In the United States, for example, consumers in the highest income bracket are buying more often and are more frequently buying
upscale.
Although growth in vehicle unit sales (i.e., volume) will be greatest in emerging markets in the next decade, we expect that the
mature automotive markets (e.g., North America, Western Europe, and Japan) will continue to be the source of a majority of global
industry revenues. We also expect that the North American market will continue as the single largest source of revenue for the
automotive industry in the world.
Health Care Expenses. In 2005, our health care expenses for U.S. employees, retirees, and their dependents were $3.5 billion,
with about $2.4 billion for postretirement health care and the balance for active employee health care. In 2005, prescription drugs
continued to represent approximately one-third of our total health care expense.
Although we have taken measures to have employees and retirees bear a higher portion of the costs of their health care benefits,
we expect our health care costs to continue to increase. For 2006, our trend assumptions for U.S. health care costs include an initial
trend rate of 7%, gradually declining to a steady state trend rate of 5% reached in 2011. These assumptions include the effect of
actions we are taking and expect to take to offset health care inflation, including eligibility management, employee education and
wellness programs, competitive sourcing, and appropriate employee cost sharing.
Commodity and Energy Price Increases. Commodity price increases, particularly for steel and resins (which are our two largest
commodity exposures and among the most difficult to hedge), have occurred recently and are continuing during a period of strong
global demand for these materials. In addition, energy prices increased significantly in 2005. In particular, gasoline prices in the
United States increased in volatility and rose to levels well over $2.00 per gallon in 2005, and have remained at levels significantly
higher than 2004. This has had an adverse effect on the demand for full- and medium-sized sport utility vehicles in the United States.

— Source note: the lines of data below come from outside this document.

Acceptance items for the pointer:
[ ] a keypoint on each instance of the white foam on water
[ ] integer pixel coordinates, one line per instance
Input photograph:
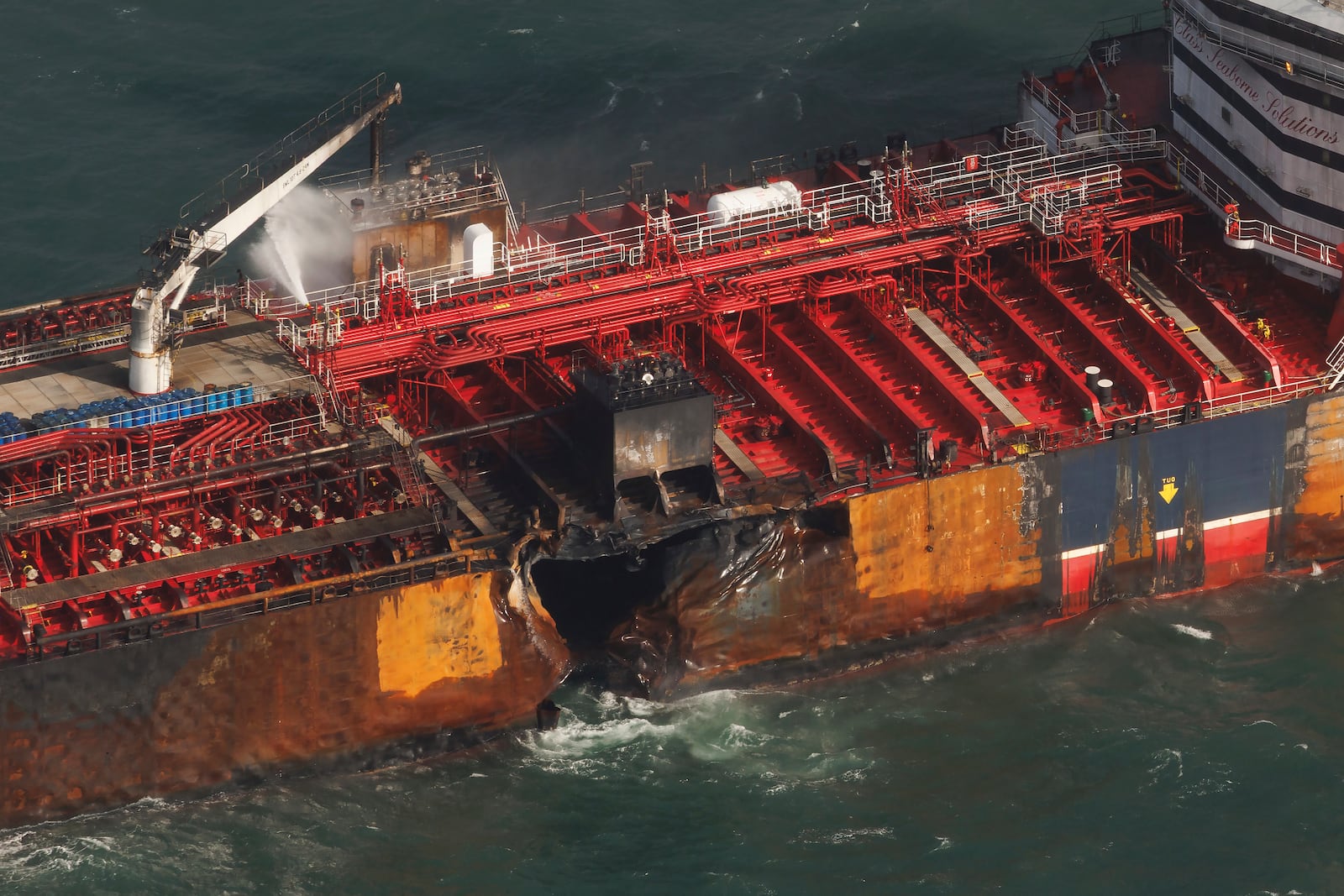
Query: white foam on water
(24, 855)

Currency Exchange Rate Volatility. The U.S. dollar has depreciated against most major currencies since 2002. This created
downward margin pressure on auto manufacturers that have U.S. dollar revenue with foreign currency cost. Because we produce
vehicles in Europe (e.g., Jaguar, Land Rover and Volvo models) for sale in the United States and produce components in Europe (e.g.,
engines) for use in some of our North American vehicles, we experienced margin pressure. Although this pressure was offset partially
by gains on foreign exchange derivatives, this offset reduces over time due to the expiration of favorable hedges previously put in
place. We, like many other automotive manufacturers with sales in the United States, are not always able to price for depreciation of
the U.S. dollar due to the extremely competitive pricing environment in the United States.